The Institute of Organic Chemistry and Biochemistry of the Czech Academy of Sciences, 166 10 Prague, Czech Republic.
Department of Low-Temperature Physics, Faculty of Mathematics and Physics, Charles University in Prague, 180 00 Prague, Czech Republic.
Molecules. 2021 Mar 17;26(6):1671. doi: 10.3390/molecules26061671.

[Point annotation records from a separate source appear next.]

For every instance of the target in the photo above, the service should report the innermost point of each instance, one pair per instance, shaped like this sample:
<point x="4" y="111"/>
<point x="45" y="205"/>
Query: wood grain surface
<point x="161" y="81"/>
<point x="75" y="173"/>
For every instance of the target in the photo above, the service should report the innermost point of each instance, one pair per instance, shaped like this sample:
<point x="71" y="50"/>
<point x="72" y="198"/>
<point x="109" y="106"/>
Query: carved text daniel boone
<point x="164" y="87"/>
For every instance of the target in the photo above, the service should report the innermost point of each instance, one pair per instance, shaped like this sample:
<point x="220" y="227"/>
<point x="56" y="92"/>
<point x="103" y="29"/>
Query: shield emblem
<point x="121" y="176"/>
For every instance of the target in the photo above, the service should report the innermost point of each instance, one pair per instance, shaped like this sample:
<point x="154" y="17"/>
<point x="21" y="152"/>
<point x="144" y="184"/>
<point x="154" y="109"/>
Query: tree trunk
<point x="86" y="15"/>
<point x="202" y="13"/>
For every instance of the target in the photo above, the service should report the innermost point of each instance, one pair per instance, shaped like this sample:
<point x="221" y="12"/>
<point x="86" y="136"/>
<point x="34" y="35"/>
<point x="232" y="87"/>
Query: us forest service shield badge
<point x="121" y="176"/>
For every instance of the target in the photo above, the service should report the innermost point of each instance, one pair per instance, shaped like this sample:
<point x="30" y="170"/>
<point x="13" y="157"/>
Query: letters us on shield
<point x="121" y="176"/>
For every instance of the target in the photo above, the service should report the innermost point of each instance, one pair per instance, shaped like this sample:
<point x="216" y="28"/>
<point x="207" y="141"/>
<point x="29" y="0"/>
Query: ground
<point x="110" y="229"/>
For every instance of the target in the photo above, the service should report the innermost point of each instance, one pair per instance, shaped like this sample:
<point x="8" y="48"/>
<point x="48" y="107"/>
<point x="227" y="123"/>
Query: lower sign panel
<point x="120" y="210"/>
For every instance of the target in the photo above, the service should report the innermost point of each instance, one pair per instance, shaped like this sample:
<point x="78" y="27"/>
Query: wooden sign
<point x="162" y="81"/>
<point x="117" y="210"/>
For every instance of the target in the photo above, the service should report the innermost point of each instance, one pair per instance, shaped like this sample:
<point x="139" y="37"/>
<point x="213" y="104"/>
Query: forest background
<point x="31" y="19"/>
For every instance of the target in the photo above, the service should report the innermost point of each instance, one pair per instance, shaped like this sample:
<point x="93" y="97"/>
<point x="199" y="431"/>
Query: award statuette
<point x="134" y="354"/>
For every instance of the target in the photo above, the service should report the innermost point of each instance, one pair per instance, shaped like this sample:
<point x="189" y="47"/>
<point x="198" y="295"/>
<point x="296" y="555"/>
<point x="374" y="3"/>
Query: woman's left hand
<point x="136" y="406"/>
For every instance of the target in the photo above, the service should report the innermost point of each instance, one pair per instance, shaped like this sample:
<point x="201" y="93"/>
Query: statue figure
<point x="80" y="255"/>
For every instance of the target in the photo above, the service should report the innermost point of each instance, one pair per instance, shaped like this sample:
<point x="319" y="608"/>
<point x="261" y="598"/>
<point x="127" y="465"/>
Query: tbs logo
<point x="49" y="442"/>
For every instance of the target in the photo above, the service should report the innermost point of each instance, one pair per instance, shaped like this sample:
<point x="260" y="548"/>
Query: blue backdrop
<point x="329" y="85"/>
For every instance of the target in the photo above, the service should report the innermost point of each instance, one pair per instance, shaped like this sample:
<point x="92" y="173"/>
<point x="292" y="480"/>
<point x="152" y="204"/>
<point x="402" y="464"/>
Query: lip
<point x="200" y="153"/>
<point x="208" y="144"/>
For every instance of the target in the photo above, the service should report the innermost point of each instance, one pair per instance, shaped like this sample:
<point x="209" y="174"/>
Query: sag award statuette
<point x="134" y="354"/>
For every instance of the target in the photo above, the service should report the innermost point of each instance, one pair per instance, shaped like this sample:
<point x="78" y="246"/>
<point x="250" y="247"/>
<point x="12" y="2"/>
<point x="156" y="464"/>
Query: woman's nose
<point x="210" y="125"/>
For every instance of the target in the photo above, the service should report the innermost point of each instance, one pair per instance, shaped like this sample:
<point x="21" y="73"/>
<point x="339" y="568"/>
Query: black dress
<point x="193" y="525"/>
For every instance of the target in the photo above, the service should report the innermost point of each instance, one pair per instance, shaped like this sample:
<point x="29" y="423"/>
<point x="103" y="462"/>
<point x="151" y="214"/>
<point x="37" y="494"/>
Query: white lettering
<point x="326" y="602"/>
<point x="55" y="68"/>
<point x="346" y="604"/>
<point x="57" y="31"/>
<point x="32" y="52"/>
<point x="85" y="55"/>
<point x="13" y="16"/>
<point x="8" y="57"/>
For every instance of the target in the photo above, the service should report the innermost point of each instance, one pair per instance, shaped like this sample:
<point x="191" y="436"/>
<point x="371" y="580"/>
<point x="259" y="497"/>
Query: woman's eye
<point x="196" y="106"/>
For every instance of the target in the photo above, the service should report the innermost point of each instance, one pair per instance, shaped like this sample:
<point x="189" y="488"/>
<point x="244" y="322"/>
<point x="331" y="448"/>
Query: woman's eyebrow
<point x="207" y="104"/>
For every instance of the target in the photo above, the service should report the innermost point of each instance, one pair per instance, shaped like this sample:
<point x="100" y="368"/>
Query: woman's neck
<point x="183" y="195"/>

Methods of artificial evolution such as SELEX and in vitro selection have made it possible to isolate RNA and DNA motifs with a wide range of functions from large random sequence libraries. Once the primary sequence of a functional motif is known, the sequence space around it can be comprehensively explored using a combination of random mutagenesis and selection. However, methods to explore the sequence space of a secondary structure are not as well characterized. Here we address this question by describing a method to construct libraries in a single synthesis which are enriched for sequences with the potential to form a specific secondary structure, such as that of an aptamer, ribozyme, or deoxyribozyme. Although interactions such as base pairs cannot be encoded in a library using conventional DNA synthesizers, it is possible to modulate the probability that two positions will have the potential to pair by biasing the nucleotide composition at these positions. Here we show how to maximize this probability for each of the possible ways to encode a pair (in this study defined as A-U or U-A or C-G or G-C or G.U or U.G). We then use these optimized coding schemes to calculate the number of different variants of model stems and secondary structures expected to occur in a library for a series of structures in which the number of pairs and the extent of conservation of unpaired positions is systematically varied. Our calculations reveal a tradeoff between maximizing the probability of forming a pair and maximizing the number of possible variants of a desired secondary structure that can occur in the library. They also indicate that the optimal coding strategy for a library depends on the complexity of the motif being characterized. Because this approach provides a simple way to generate libraries enriched for sequences with the potential to form a specific secondary structure, we anticipate that it should be useful for the optimization and structural characterization of functional nucleic acid motifs.
人工进化方法,如 SELEX 和体外选择,使得从大型随机序列文库中分离具有广泛功能的 RNA 和 DNA 基序成为可能。一旦功能基序的原始序列已知,就可以使用随机诱变和选择的组合来全面探索其周围的序列空间。然而,探索二级结构序列空间的方法还没有得到很好的描述。在这里,我们通过描述一种方法来解决这个问题,该方法可以在单次合成中构建文库,这些文库富含具有形成特定二级结构(如适体、核酶或脱氧核酶)潜力的序列。尽管使用传统的 DNA 合成仪无法在文库中编码碱基对等相互作用,但可以通过改变这些位置的核苷酸组成来调节两个位置具有潜在配对能力的概率。在这里,我们展示了如何为每种可能的编码方式(在本研究中定义为 A-U 或 U-A 或 C-G 或 G-C 或 G.U 或 U.G)最大化这种可能性。然后,我们使用这些优化的编码方案来计算一系列结构中发生的文库中预期出现的模型茎和二级结构的不同变体的数量,其中对碱基对的数量和未配对位置的保守程度进行了系统的改变。我们的计算揭示了形成碱基对的概率最大化和文库中可能出现的所需二级结构的变体数量最大化之间的权衡。它们还表明,文库的最佳编码策略取决于被表征的基序的复杂性。由于这种方法提供了一种生成富含具有形成特定二级结构潜力的序列的文库的简单方法,我们预计它将有助于功能核酸基序的优化和结构表征。